O poranku bukszpryt Zaruskiego skierował się w stronę szwedzkiej Karlskrony. Dość silny wiatr stanowił wyzwanie dla świeżo upieczonej załogi, która dzielnie opierała się żywiołowi. Zacumowaliśmy tuż przy Muzeum Morskim, w towarzystwie historycznych okrętów wojennych i wspaniałego żaglowca. Wieczorny spacer po mieście utwierdził nas w tym, że Skandynawia, to miejsce, które warto odkrywać. Zwiedziliśmy Muzeum Morskie w Karlskronie, a po powrocie na pokład kapitan zarządził zawody w żeglarskim rzemiośle - zmagania wacht. Załoganci stawiali i zrzucali żagle, klarowali takielunek. Wyznacznikiem był czas i jakość wykonania zadania. Ku zaskoczeniu naszych oficerów, wszyscy stanęli na wysokości zadania. Pora było ruszać dalej.Pomiędzy stałym lądem a wyspą Oland znajdował się następny cel naszego rejsu- Kalmar. Po nocnej żegludze dotarliśmy. Kilkugodzinny spacer po mieście z wielkim finałem na zamku królewski. Jeszcze tylko mała przerwa na zakupy i powrót do Polski. Każdy dzień sprawiał, że załoga coraz bardziej adaptowała się do morskiego życia. Choroba morska?! To było już tylko wspomnienie. Coraz większa stawała się radość z żeglugi i niechęć do powrotu.Niestety, wszystko co piękne kiedyś się kończy. Wracając zawinęliśmy do Helu. Po obejrzeniu miejscowych atrakcji, wieczór spędziliśmy na plaży, czas umilał nam akompaniament gitar. Patrząc w nocną dal, odczuwaliśmy żal, że to już koniec.

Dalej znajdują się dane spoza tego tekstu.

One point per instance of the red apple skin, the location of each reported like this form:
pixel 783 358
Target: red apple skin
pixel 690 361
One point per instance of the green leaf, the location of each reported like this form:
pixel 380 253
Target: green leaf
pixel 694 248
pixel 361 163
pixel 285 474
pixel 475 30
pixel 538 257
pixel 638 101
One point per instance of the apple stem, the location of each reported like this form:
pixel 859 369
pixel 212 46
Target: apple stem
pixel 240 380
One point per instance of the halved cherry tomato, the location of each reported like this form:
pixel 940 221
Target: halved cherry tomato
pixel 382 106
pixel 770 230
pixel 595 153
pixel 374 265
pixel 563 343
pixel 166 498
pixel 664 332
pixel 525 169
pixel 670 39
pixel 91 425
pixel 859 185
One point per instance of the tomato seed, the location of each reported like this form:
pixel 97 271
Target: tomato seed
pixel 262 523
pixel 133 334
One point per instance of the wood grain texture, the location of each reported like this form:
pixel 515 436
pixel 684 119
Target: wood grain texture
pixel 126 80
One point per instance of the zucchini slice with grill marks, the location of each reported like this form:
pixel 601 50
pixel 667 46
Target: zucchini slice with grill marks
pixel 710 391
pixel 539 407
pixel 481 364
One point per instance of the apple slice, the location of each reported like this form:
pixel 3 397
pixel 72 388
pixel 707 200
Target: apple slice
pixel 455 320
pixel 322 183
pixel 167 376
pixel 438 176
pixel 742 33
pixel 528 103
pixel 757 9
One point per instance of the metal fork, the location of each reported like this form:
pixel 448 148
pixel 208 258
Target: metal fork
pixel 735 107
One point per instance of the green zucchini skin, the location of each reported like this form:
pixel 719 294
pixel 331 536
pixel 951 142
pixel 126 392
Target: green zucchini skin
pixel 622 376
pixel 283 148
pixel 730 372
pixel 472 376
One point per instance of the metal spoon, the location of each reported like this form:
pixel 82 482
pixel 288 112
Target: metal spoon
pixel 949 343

Rankiem, tuż obok nas, zacumował znany polski żaglowiec „Zawisza Czarny”. Po wzajemnym zwiedzaniu jednostek, oddaliśmy cumy i obraliśmy kurs na Gdańsk. Płynąc na silniku, już bez żagli, rozpoczęliśmy klar statku. Dotarliśmy. Cała załoga zebrała się na pokładzie, by podsumować tygodniowy rejs. Podczas pożegnań, nie obyło się bez wzruszeń. Uczestnicy otrzymali pamiątkowe opinie z rejsu i obiecali, że wrócą na morze jeszcze nie raz. Brakować będzie dźwięku z megafonu: „cała załoga na pokład, alarm do żagli!”. Mimo, że nie jest to łatwe życie, to daje wiele tym, którzy go zasmakują.
Jak pisał generał Zaruski: „w twardym żeglarskim trudzie hartują się charaktery”. Morze stało się naszą pasją. Wdarło się do naszych dusz na zawsze. Schodząc z pokładu obiecaliśmy, że znów tam wrócimy. Wam też życzymy tego, bo warto!